All-Star Season Thoughts

I love All-Star season because I don't have a pony in the race, so to speak. As long-time readers know, I never had a pony in the race, as Jack was designated an "alternate" for the tournament team when he was 12 years old.

I get to enjoy the excitement of Little League postseason as a fan, cheering at the games and outstanding play, visiting with the kids and their parents, and soaking in the atmosphere of youth baseball and softball.

I love that each game represents two communities, usually from just outside your normal sphere of school, work, grocery store, mall, ballpark... Maybe your opponent is from "just over the hill." Or maybe they are from the farthest corner of your county. Or maybe they will feed into your rival high school. Or maybe you know them from church. Or you manage the grocery store where all their moms shop. Maybe they look and dress like you, or maybe they are hipper than you :) Maybe there is an open parking space next to an SUV painted "Go Eric, Tualatin All-Stars 08" and you say "nope, I'll walk across the parking lot in the 100 degree heat before I park next to anyone from Tualatin Little League." Not exactly Yankees vs. Red Sox territory here, but your place on this earth takes on a different meaning during All-Star Season.
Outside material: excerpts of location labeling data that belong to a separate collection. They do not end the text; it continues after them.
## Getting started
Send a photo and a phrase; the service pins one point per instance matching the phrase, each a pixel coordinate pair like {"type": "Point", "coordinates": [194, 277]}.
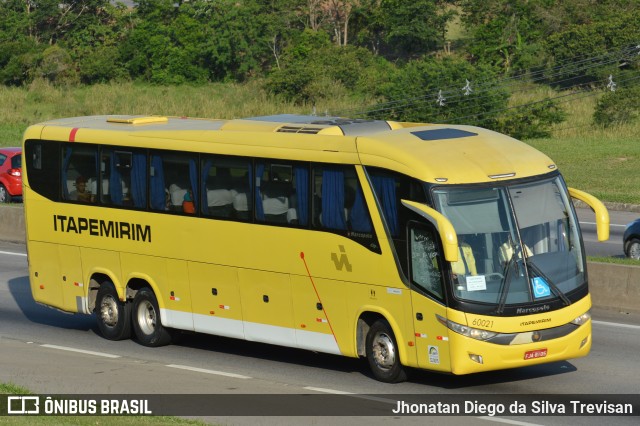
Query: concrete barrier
{"type": "Point", "coordinates": [612, 286]}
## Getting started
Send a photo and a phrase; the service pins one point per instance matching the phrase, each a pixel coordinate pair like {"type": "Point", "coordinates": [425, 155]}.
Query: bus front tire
{"type": "Point", "coordinates": [382, 353]}
{"type": "Point", "coordinates": [146, 320]}
{"type": "Point", "coordinates": [114, 316]}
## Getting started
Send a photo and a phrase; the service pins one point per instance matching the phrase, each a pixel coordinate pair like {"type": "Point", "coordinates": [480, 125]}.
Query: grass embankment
{"type": "Point", "coordinates": [603, 162]}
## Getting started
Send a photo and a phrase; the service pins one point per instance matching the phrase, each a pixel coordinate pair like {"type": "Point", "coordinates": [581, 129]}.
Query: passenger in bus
{"type": "Point", "coordinates": [187, 205]}
{"type": "Point", "coordinates": [81, 193]}
{"type": "Point", "coordinates": [466, 264]}
{"type": "Point", "coordinates": [506, 252]}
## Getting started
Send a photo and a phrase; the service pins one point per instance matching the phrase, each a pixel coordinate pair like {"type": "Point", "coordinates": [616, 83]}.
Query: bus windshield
{"type": "Point", "coordinates": [518, 244]}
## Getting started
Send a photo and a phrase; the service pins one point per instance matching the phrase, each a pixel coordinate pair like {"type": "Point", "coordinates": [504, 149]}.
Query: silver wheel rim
{"type": "Point", "coordinates": [147, 317]}
{"type": "Point", "coordinates": [384, 351]}
{"type": "Point", "coordinates": [109, 311]}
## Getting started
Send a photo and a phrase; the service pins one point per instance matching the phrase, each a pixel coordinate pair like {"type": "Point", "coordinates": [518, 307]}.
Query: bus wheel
{"type": "Point", "coordinates": [382, 353]}
{"type": "Point", "coordinates": [114, 316]}
{"type": "Point", "coordinates": [634, 249]}
{"type": "Point", "coordinates": [146, 320]}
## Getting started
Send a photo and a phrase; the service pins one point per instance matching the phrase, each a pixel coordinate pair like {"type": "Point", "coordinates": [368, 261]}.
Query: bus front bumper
{"type": "Point", "coordinates": [474, 356]}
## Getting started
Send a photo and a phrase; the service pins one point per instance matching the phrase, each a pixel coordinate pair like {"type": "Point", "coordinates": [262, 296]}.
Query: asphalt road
{"type": "Point", "coordinates": [51, 352]}
{"type": "Point", "coordinates": [612, 247]}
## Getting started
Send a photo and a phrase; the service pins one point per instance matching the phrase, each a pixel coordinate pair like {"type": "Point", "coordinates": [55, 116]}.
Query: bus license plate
{"type": "Point", "coordinates": [538, 353]}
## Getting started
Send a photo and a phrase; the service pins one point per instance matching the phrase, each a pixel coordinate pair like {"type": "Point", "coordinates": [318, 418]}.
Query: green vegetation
{"type": "Point", "coordinates": [615, 260]}
{"type": "Point", "coordinates": [11, 389]}
{"type": "Point", "coordinates": [602, 161]}
{"type": "Point", "coordinates": [539, 70]}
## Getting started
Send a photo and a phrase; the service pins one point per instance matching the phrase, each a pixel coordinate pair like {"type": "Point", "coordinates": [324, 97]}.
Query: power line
{"type": "Point", "coordinates": [451, 97]}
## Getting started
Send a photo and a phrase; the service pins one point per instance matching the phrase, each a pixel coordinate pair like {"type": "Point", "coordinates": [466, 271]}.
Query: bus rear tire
{"type": "Point", "coordinates": [146, 320]}
{"type": "Point", "coordinates": [114, 316]}
{"type": "Point", "coordinates": [382, 353]}
{"type": "Point", "coordinates": [633, 249]}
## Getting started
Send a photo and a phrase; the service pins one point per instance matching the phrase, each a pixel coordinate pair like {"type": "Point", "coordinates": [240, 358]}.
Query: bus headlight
{"type": "Point", "coordinates": [582, 318]}
{"type": "Point", "coordinates": [474, 333]}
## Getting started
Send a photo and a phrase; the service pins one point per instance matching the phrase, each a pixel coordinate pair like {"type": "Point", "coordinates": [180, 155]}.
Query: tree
{"type": "Point", "coordinates": [400, 29]}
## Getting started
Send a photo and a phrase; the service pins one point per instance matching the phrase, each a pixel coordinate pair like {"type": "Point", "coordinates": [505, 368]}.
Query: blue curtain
{"type": "Point", "coordinates": [65, 167]}
{"type": "Point", "coordinates": [302, 194]}
{"type": "Point", "coordinates": [115, 181]}
{"type": "Point", "coordinates": [359, 216]}
{"type": "Point", "coordinates": [386, 191]}
{"type": "Point", "coordinates": [193, 177]}
{"type": "Point", "coordinates": [333, 199]}
{"type": "Point", "coordinates": [157, 187]}
{"type": "Point", "coordinates": [204, 175]}
{"type": "Point", "coordinates": [139, 180]}
{"type": "Point", "coordinates": [258, 199]}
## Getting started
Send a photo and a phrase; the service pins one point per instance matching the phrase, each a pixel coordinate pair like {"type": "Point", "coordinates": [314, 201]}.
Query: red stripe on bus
{"type": "Point", "coordinates": [72, 134]}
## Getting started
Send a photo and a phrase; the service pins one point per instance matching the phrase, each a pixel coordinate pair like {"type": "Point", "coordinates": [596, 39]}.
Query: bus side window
{"type": "Point", "coordinates": [339, 201]}
{"type": "Point", "coordinates": [123, 178]}
{"type": "Point", "coordinates": [425, 267]}
{"type": "Point", "coordinates": [283, 191]}
{"type": "Point", "coordinates": [79, 172]}
{"type": "Point", "coordinates": [221, 187]}
{"type": "Point", "coordinates": [173, 182]}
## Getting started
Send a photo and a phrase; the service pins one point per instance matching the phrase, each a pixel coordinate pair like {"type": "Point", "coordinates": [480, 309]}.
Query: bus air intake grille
{"type": "Point", "coordinates": [299, 129]}
{"type": "Point", "coordinates": [440, 134]}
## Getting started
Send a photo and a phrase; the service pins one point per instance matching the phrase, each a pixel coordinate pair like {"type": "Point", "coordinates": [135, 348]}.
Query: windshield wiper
{"type": "Point", "coordinates": [550, 283]}
{"type": "Point", "coordinates": [504, 291]}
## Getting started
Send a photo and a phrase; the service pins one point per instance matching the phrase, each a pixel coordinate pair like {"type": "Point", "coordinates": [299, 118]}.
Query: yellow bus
{"type": "Point", "coordinates": [442, 247]}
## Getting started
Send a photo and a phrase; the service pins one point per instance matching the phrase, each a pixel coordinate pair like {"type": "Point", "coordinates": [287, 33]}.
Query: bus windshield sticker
{"type": "Point", "coordinates": [540, 287]}
{"type": "Point", "coordinates": [476, 283]}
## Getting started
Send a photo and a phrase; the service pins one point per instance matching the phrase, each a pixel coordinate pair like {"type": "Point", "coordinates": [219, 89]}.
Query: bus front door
{"type": "Point", "coordinates": [427, 298]}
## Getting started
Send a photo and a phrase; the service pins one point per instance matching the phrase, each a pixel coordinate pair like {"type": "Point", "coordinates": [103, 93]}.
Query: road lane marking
{"type": "Point", "coordinates": [616, 324]}
{"type": "Point", "coordinates": [332, 391]}
{"type": "Point", "coordinates": [82, 351]}
{"type": "Point", "coordinates": [12, 253]}
{"type": "Point", "coordinates": [202, 370]}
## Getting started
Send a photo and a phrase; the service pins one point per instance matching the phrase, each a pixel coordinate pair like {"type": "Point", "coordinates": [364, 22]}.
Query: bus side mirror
{"type": "Point", "coordinates": [602, 215]}
{"type": "Point", "coordinates": [445, 229]}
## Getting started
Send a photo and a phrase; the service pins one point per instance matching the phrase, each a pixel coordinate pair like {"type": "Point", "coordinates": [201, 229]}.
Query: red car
{"type": "Point", "coordinates": [10, 174]}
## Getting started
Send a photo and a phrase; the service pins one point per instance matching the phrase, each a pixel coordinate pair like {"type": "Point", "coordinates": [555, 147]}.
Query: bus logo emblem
{"type": "Point", "coordinates": [342, 261]}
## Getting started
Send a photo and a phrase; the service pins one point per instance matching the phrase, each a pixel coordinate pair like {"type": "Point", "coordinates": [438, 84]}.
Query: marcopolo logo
{"type": "Point", "coordinates": [341, 262]}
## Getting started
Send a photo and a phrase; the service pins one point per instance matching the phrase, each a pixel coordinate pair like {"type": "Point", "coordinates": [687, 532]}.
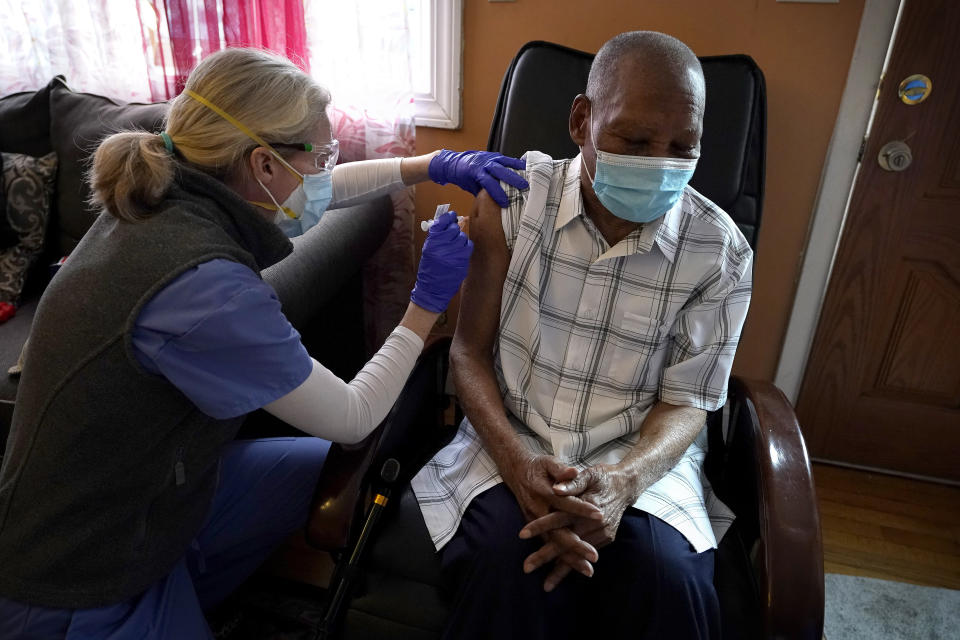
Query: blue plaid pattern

Then, one night, it's done. It's over. Your team has lost and there are no more games or practices and its time to hand in your uniform. The painted car is washed clean and you go from an All-Star family to "family with brown lawn."

So you end up with the rest of your summer to enjoy family and friends, maybe take a vacation, let the kids go swimming without worrying if it is a game day, paint the living room...

And as the tension of competition subsides, you find yourself smiling at that leftover painted car in the parking lot and you hope you run into them to say "How was State?" You stop after church to ask your former rival "hey, where's Joey playing next year?" Because (here comes a cliche) LIFE GOES ON. The cushion of time eases you out of the Tournament Time Mindset and hopefully you look back with a smile and with pride how you handled the Mindset.

It's that smile that I can't hold back when I walk up to a ballfield and see a game being played. It is the glance I make as I drive by any school or park looking to see if girls or boys are playing on the ballfield, and the smile that emerges if there is a game going on. If I have time, I pull over and hang out for a little while.

So smile. Win or lose, you were part of a special group of folks around the world who are taking part in the 2008 Little League International Tournament. And if you were not on an All-Star team: smile. Neither was my son. But he is still playing the game that we love, and has perhaps even more respect for the game. Life is a series of experiences (cliche) and the experiences on a Little League field can be magical.